Felizes em seu mundo
Às vezes, a chegada da equipe da Marinha era fortuita, como na comunidade em que uma criança tinha acabado de cair de uma árvore e foi imediatamente socorrida. Ou no caso de um menino que havia cortado a perna havia mais de um ano. Os médicos fizeram o máximo possível, mas o rapaz mancará pelo resto da vida. Em outra comunidade, os médicos trataram uma infecção na cabeça de uma criança de 5 anos, causada por piolhos. A mãe afirmava que não sabia que era necessário limpar os cabelos do filho, um de seus seis. Em todos os locais em que estivemos havia grandes filas para os dentistas, que faziam extrações, distribuíam material de higiene dental e ensinavam crianças e adolescentes a fazer a higiene bucal.

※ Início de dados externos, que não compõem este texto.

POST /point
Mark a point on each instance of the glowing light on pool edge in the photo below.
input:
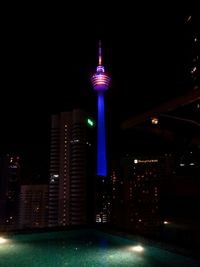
(137, 248)
(2, 240)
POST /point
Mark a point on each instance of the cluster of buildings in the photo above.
(80, 189)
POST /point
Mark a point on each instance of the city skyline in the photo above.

Não encontrei fome em lugar nenhum do Rio Purus, mas sim um povo isolado, desassistido. A vida dura faz os ribeirinhos parecerem bem mais velhos do que são, mas costumam ser muito bem-humorados e hospitaleiros. Se há comida na casa, principalmente as deliciosas castanhas-do-pará, eles as oferecem aos visitantes. Ao receber estrangeiros, desatam a conversar sobre as tradições da região e perguntar os placares dos campeonatos de futebol.
Quando dizia às crianças que havia gente mais alta que eu, elas perguntavam: “E são humanos, como nós?”

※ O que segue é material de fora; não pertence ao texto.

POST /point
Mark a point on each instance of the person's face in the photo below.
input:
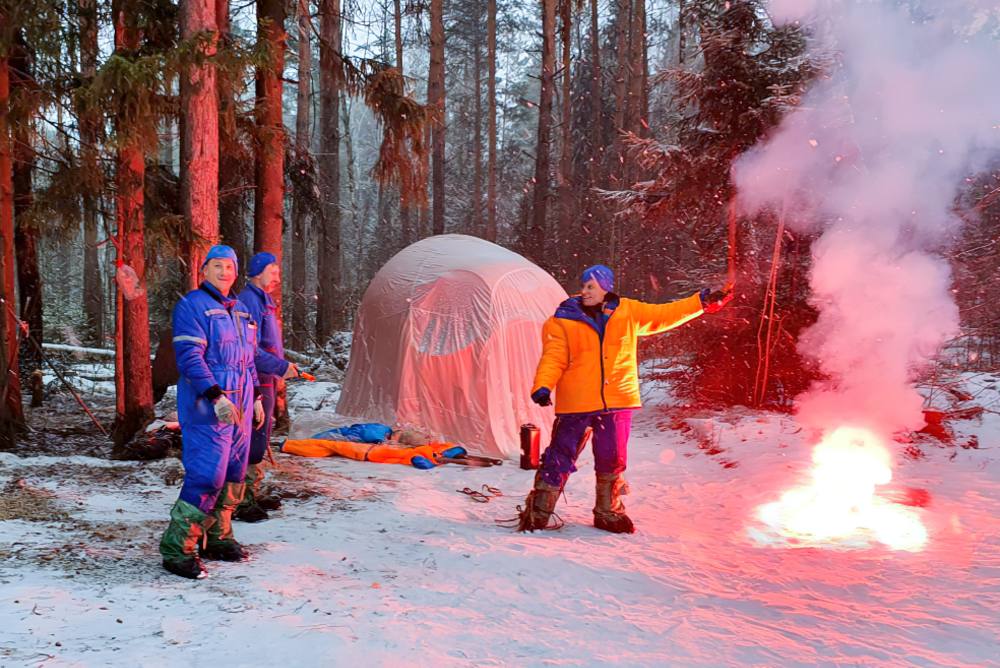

As crianças, curiosas, mais de uma vez me perguntaram se existiam pessoas mais altas que eu no barco (tenho 1,83 metro). Depois de afirmar que sim, elas me perguntaram: “E são humanos, como nós?”. Às vezes, encontrávamos crianças de 6 ou 7 anos remando ou guiando sozinhas as rabetinhas, pequenas canoas da região, com ou sem um motor de popa. Desde cedo, todos os membros da família ajudam a garantir o sustento da família.
Na era do Twitter e do Skype, passar quase um mês sem celular ou internet foi uma experiência enriquecedora. Encontrei no Rio Purus um povo acolhedor, levando uma vida que poderia ser confundida com a de alguns séculos atrás (tirando os equipamentos eletrônicos e motores), mas feliz, conectado com a natureza.
Em locais como esses vislumbramos o tamanho do Brasil. É muito difícil imaginar que aqueles rios e povoados fazem parte do mesmo país de São Paulo e Rio de Janeiro. Também ficou claro que o mar de água doce de Pinzón ainda é capaz de enfeitiçar e cativar da mesma maneira que fez com o explorador espanhol, 510 anos atrás.